First step: Turn on the compiler warnings.

One warning will tell you that the scanf()-call in line 26 doesn't work because isbn[10] would be the eleventh element in the isbn array (but unfortunately it's out of bounds because there are only 10 elements declared (valid indices 0-9)) which would be an int but "%s" expects a string and needs an address/pointer as the second argument.

Second you don't pass the array correctly to the functions:

Code:

th1 = checkx(isbn[10]);

would pass only the value of the eleventh element (which as said before is not valid) to the function.

To pass an array (or more accurate: to pass a pointer to the first element of the array) your call would look like this:

Code:

th1 = checkx(isbn);

So I really recommend reviewing how arrays work in C.

I would also check how ISBN10-numbers work because your explanations don't agree with the official description.
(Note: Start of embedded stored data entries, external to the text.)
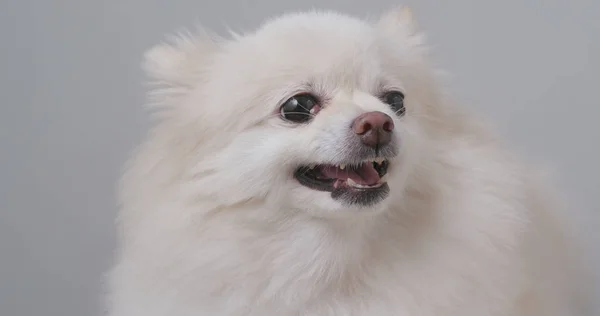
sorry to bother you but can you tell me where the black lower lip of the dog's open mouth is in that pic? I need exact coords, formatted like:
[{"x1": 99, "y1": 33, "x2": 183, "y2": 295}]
[{"x1": 294, "y1": 161, "x2": 390, "y2": 206}]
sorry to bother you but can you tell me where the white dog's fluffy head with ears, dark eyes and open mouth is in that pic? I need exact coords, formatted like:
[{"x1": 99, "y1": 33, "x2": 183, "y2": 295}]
[{"x1": 147, "y1": 10, "x2": 433, "y2": 216}]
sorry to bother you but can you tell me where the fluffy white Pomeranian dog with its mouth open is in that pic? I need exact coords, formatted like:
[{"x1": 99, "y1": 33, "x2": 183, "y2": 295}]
[{"x1": 109, "y1": 8, "x2": 588, "y2": 316}]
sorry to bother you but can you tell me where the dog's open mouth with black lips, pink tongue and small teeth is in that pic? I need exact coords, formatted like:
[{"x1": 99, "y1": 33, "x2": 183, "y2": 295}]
[{"x1": 294, "y1": 158, "x2": 389, "y2": 205}]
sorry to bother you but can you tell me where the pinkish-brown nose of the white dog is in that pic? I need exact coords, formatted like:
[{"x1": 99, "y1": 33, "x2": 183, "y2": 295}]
[{"x1": 352, "y1": 111, "x2": 394, "y2": 148}]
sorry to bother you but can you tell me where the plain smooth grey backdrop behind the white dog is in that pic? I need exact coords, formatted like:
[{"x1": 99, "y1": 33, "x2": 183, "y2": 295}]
[{"x1": 0, "y1": 0, "x2": 600, "y2": 316}]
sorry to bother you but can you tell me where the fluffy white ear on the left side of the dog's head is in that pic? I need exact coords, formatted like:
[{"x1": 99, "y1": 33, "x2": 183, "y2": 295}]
[{"x1": 142, "y1": 28, "x2": 219, "y2": 86}]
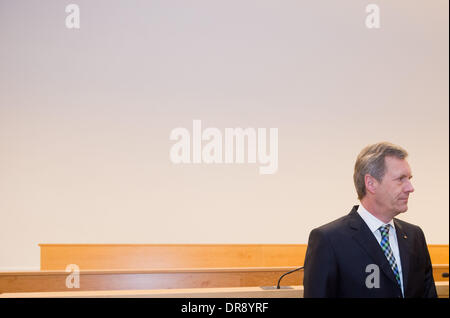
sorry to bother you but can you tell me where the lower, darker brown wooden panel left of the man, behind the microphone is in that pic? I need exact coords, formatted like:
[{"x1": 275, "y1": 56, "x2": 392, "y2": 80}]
[{"x1": 0, "y1": 267, "x2": 303, "y2": 293}]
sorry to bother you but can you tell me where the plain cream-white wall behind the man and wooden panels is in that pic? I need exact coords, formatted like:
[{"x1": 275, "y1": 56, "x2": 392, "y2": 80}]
[{"x1": 0, "y1": 0, "x2": 449, "y2": 270}]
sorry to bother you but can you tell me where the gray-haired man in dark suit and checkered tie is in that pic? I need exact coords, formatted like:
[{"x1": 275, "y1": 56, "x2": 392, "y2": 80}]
[{"x1": 303, "y1": 142, "x2": 437, "y2": 298}]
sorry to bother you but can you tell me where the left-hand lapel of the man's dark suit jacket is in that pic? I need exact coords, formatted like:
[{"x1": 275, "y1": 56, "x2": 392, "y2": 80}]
[{"x1": 349, "y1": 206, "x2": 403, "y2": 286}]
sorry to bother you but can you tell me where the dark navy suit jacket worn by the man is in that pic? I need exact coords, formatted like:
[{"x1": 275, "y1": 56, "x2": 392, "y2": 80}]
[{"x1": 303, "y1": 205, "x2": 437, "y2": 298}]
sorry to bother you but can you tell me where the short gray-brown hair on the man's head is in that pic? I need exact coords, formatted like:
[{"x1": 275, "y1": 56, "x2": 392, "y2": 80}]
[{"x1": 353, "y1": 142, "x2": 408, "y2": 200}]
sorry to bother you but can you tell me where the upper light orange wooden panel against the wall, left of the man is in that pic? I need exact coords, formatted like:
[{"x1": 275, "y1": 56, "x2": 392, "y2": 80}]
[{"x1": 40, "y1": 244, "x2": 306, "y2": 270}]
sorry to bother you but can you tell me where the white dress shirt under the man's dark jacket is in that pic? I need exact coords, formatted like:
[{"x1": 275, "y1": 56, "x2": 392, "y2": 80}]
[{"x1": 358, "y1": 204, "x2": 405, "y2": 295}]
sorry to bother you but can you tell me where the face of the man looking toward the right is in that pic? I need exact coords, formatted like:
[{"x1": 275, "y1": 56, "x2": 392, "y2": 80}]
[{"x1": 375, "y1": 157, "x2": 414, "y2": 217}]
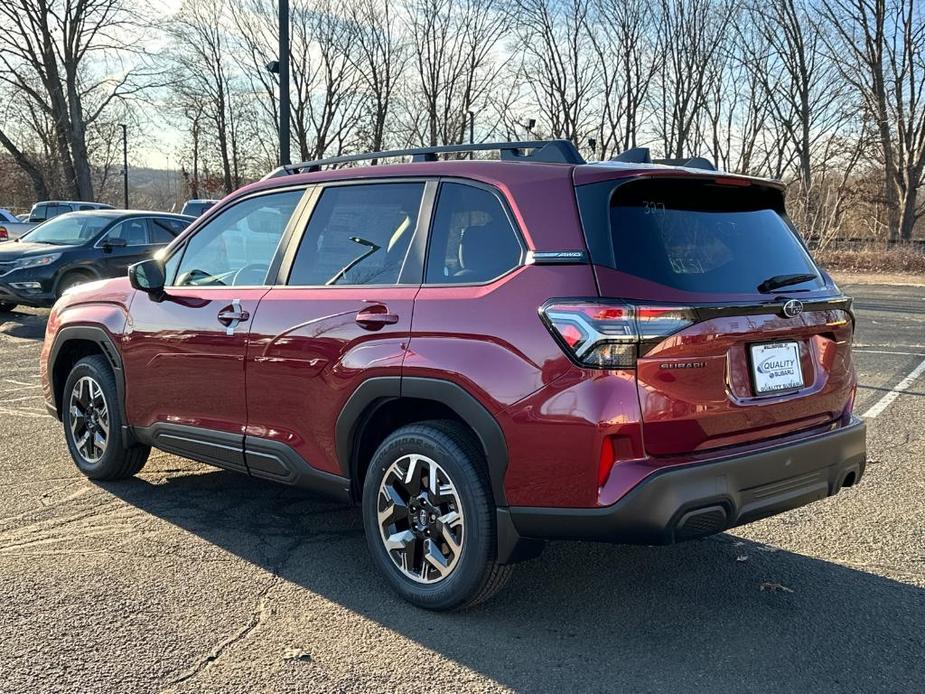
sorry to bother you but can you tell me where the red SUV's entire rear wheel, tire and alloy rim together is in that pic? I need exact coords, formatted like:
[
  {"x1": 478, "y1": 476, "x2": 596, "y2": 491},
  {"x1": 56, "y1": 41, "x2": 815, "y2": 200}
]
[{"x1": 363, "y1": 420, "x2": 510, "y2": 610}]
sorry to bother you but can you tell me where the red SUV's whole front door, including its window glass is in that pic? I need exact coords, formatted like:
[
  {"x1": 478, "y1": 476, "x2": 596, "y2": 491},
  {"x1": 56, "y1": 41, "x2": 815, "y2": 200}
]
[{"x1": 124, "y1": 189, "x2": 304, "y2": 438}]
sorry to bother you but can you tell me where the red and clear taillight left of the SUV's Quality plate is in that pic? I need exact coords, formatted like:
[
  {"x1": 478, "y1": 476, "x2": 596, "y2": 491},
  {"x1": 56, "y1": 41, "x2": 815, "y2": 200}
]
[{"x1": 540, "y1": 299, "x2": 694, "y2": 369}]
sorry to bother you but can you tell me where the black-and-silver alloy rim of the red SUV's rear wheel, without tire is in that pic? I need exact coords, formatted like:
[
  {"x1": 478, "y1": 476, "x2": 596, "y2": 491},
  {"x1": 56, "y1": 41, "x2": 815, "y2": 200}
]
[{"x1": 377, "y1": 454, "x2": 465, "y2": 583}]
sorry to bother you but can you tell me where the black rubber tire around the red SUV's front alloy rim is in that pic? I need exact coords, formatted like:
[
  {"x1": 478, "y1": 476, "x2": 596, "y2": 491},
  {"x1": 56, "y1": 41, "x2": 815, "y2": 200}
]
[{"x1": 61, "y1": 355, "x2": 151, "y2": 480}]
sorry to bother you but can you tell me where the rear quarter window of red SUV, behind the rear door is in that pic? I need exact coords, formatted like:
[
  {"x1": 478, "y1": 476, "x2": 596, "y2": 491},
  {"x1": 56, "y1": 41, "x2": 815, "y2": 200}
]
[{"x1": 425, "y1": 183, "x2": 523, "y2": 284}]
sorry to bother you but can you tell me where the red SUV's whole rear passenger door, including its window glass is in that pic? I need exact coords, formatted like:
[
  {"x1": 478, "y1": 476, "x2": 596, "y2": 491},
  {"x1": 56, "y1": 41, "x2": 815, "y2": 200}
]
[{"x1": 240, "y1": 180, "x2": 424, "y2": 474}]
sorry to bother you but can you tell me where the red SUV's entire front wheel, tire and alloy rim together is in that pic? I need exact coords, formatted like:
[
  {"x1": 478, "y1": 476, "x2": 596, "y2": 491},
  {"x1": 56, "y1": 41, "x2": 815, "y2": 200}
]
[{"x1": 61, "y1": 355, "x2": 151, "y2": 480}]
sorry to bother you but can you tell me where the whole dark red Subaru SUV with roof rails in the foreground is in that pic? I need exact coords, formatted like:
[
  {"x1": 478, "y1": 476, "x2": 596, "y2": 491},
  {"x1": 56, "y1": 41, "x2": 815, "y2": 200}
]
[{"x1": 41, "y1": 141, "x2": 865, "y2": 609}]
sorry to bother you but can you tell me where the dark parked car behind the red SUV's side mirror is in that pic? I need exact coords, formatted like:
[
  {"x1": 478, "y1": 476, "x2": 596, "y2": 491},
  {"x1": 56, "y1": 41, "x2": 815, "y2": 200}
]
[{"x1": 0, "y1": 210, "x2": 192, "y2": 311}]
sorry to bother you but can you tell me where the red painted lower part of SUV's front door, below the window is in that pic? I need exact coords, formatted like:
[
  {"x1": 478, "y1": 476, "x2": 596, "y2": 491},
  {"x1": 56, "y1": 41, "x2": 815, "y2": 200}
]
[{"x1": 123, "y1": 287, "x2": 267, "y2": 435}]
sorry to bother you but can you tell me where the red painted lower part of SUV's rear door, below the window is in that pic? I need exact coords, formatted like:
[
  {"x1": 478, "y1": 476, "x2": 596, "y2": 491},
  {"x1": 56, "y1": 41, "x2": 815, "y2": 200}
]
[{"x1": 246, "y1": 287, "x2": 418, "y2": 474}]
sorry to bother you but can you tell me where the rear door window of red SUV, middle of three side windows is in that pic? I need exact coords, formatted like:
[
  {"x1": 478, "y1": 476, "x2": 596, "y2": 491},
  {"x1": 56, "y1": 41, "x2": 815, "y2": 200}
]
[{"x1": 289, "y1": 183, "x2": 424, "y2": 287}]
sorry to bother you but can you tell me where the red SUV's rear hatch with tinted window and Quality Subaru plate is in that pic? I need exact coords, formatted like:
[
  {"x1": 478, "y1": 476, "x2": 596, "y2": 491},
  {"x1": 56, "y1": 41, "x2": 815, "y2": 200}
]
[{"x1": 577, "y1": 176, "x2": 855, "y2": 455}]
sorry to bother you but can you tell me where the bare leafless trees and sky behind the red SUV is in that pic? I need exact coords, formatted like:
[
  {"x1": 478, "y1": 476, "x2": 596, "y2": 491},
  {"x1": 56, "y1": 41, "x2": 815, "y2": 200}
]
[{"x1": 0, "y1": 0, "x2": 925, "y2": 249}]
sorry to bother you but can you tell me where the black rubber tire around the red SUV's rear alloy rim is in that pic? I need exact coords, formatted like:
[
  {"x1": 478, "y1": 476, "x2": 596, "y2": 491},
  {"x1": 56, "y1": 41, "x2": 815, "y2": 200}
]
[{"x1": 362, "y1": 420, "x2": 511, "y2": 610}]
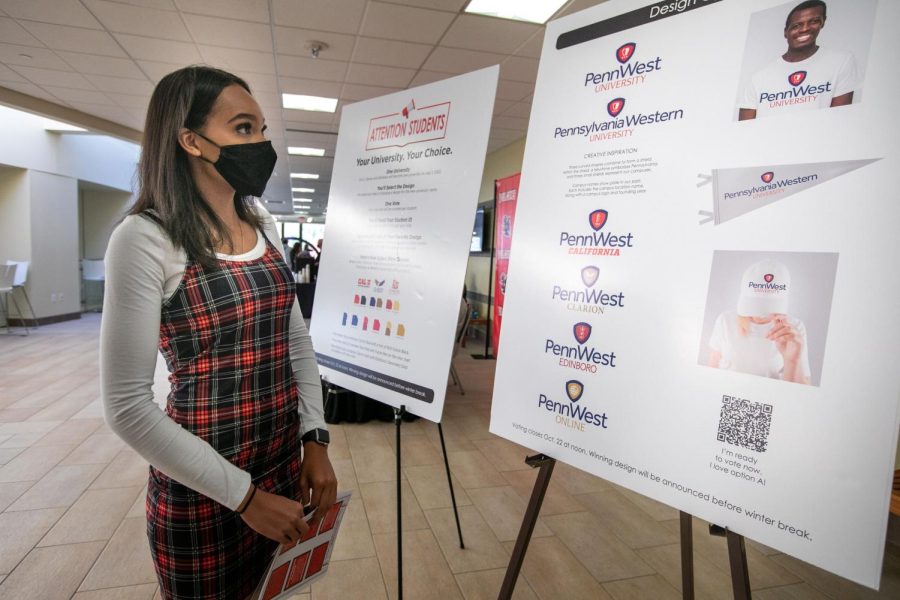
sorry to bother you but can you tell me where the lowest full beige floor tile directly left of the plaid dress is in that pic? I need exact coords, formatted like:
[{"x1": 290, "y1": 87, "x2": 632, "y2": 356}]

Thus I don't think your algortihm will work with real ISBN-numbers.

Bye, Andreas

Wow, I stand corrected. Sorry OP, you're at least giving it a try. It's a (very) failed try, but...it's at least a try.

Here are some things for you to read:
scanf(3): input format conversion - Linux man page
Arrays in C - Cprogramming.com
Tutorial: Arrays in C and C++

Sorry for being such a dumb programmer.... I solved it and it is showing that NO POSSIBLE NUMBERS FOUND!

Code:

#include<stdio.h>
int i;
int checkx(char isbn[])
{
    for(i = 0; i < 10; i++)
    {
		  if(isbn[i] == 'X')
        break;
    }
    return i;
}
int checko(char isbn[])
{
    for(i = 0; i < 10; i++)
    {
		  if(isbn[i] == '?')
        break;
    }
    return i;
}
int main()
{
	 int th1, th2, sum = 0, j;
	 char isbn[10];
    char ten = 'X';
    printf(" Enter the ISBN Code: ");
	 scanf("%s", isbn);
	 th1 = checkx(isbn);
	 th2 = checko(isbn);
    if(th1 > th2)
    {
        for(i = 0; i < th2; i++)
            sum = sum + isbn[i]*(i+1);
        for(i = (th2 + 1); i <th1; i++)
            sum = sum + isbn[i]*(i+1);
        for(i = (th1+1); i <10; i++)
            sum = sum + isbn[i]*(i+1);
        sum = sum + 10*(th1+1);
    }
    else
    {
        for(i = 0; i < th1; i++)
            sum = sum + isbn[i]*(i+1);
        for(i = (th1+1); i < th2; i++)
            sum = sum + isbn[i]*(i+1);
		  for(i = (th2+1); i < 10; i++)
            sum = sum + isbn[i]*(i+1);
        sum = sum + 10*(th1+1);
    }
    while((sum%11) != 0)
    {
		  sum = sum + (th2+1)*j;
        j++;
    }
    if(j == 10)
    printf("\n The Missing No. is 'X'.");
    else
    {
        if(j > 10)
        printf("\n There is no possible no.");
        else
        printf("\n The No. is: %d",j);
    }
	 getch();
    return 0;

Like I said, you should just try every digit in place of ? until you pass the regular test. There are only 10 to try.